Dann Schweigen auf der anderen Seite.

Marie berappelte sich als erste der beiden Frauen.

„Ich brauche deine Hilfe, Gabi.“

„OK.“

„Otto Storm, unser CSI-Mann, hat an der Leiche ein Haar gefunden, und zwar ein ganz besonderes: eines ganz ohne Farbstoff, von einem Albino-Menschen. Die gibt es nicht so häufig. Frage ist, kannst du herausbekommen, ob bei euch im Hafen auf dem Weg vom Containerschiff bis zum Lastwagen ein Albino arbeitet. Weil das Haar vermutlich auf diesem Weg mitsamt dem Würmchen in diese Bananenkiste gelangt ist.“

„Ein Albino…“ sinnierte Gabi leise vor sich hin.

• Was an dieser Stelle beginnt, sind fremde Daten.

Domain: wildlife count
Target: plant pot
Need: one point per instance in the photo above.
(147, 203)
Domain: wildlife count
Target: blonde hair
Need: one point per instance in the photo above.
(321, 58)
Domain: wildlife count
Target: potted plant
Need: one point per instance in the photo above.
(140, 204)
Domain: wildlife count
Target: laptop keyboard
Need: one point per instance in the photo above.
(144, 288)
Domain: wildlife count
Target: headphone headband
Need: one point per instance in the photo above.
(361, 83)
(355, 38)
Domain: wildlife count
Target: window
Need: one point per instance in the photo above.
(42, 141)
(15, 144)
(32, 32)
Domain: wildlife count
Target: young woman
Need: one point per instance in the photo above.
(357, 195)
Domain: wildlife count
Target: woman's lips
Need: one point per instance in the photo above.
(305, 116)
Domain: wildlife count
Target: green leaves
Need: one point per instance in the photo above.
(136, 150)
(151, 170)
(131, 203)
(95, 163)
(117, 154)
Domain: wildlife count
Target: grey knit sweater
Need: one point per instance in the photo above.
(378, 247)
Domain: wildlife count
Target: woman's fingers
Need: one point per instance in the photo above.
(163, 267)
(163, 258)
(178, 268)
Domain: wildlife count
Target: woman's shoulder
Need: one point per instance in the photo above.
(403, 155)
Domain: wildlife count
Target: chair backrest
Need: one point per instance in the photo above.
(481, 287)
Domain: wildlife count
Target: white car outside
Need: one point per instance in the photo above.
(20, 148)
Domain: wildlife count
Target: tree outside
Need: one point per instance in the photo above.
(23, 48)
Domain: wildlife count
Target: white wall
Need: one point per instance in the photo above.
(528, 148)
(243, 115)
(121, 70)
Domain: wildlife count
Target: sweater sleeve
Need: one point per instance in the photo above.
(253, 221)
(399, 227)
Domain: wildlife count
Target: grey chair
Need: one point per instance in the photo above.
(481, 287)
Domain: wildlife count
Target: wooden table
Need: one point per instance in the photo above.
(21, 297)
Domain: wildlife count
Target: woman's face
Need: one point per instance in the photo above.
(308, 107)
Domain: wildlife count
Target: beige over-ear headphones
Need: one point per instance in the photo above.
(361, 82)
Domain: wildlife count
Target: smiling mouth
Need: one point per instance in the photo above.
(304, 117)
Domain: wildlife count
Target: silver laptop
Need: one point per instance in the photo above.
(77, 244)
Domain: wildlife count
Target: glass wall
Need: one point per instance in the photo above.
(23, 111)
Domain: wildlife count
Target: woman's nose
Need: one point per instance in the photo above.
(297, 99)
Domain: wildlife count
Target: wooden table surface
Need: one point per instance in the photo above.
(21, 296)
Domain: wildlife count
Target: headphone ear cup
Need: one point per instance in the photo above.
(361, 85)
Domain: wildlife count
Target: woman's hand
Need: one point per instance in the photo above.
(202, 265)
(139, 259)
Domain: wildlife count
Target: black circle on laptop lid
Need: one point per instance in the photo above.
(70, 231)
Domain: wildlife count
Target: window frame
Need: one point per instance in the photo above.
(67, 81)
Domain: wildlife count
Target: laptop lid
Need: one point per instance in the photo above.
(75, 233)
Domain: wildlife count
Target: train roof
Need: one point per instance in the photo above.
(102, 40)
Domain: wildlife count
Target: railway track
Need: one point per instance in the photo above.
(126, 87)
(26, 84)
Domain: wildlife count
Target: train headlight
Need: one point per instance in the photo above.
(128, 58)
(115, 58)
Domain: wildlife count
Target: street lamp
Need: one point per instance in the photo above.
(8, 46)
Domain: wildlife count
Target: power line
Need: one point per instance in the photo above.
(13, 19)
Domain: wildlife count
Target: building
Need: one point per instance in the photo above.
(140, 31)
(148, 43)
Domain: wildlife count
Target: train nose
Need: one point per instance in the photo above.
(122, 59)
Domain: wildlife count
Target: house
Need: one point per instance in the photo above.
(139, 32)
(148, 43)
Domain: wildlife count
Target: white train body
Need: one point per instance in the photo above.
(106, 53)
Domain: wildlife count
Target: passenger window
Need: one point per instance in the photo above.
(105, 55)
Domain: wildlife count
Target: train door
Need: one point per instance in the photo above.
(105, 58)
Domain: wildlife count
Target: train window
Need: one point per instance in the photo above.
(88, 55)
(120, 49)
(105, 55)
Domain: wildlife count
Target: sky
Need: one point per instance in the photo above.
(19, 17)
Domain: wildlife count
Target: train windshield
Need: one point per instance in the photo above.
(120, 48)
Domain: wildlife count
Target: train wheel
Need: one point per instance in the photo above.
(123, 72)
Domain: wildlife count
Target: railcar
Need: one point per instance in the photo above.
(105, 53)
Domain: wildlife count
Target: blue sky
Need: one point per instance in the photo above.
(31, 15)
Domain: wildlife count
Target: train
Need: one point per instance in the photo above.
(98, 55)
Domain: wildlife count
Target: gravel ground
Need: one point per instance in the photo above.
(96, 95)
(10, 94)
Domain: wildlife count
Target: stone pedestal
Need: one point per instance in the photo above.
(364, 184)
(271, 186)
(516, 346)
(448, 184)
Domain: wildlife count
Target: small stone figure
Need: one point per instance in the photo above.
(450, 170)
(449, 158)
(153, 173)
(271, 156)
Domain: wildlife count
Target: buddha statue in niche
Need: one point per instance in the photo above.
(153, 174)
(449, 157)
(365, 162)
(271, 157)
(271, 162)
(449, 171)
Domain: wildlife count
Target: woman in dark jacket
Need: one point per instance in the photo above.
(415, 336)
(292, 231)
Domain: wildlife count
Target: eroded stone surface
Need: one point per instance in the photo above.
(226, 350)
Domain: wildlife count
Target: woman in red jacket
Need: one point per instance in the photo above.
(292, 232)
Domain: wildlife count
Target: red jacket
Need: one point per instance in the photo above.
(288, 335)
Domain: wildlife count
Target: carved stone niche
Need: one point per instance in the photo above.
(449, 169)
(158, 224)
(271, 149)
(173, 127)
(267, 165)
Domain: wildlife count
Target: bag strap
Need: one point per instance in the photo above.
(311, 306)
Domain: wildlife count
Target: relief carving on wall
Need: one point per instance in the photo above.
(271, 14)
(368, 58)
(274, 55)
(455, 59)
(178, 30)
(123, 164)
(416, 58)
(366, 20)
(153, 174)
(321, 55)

„Weiße Haare, weiße Haut, Sonnenbrille. Wie Heino?“ versuchte Gabi die Atmosphäre etwas aufzulockern.

„So ähnlich. Kannst du dich darum kümmern? Das Haar ist übrigens stark gelockt.“

„Dann doch nicht Heino, der hat glattes Haar.“

Gabis Art, Gefühle und Betroffenheit von sich fernhalten zu wollen, fand Marie häufig ziemlich plump. Gabi konnte sich manchmal hart bis zum Sarkasmus machen. Ihr eigener Gefühlshaushalt würde sich niemals auf so billige Art beschietern lassen. Und Gabi nahm sie ihre Lockerheit auch nicht immer ab – jetzt zum Beispiel auch eher nicht.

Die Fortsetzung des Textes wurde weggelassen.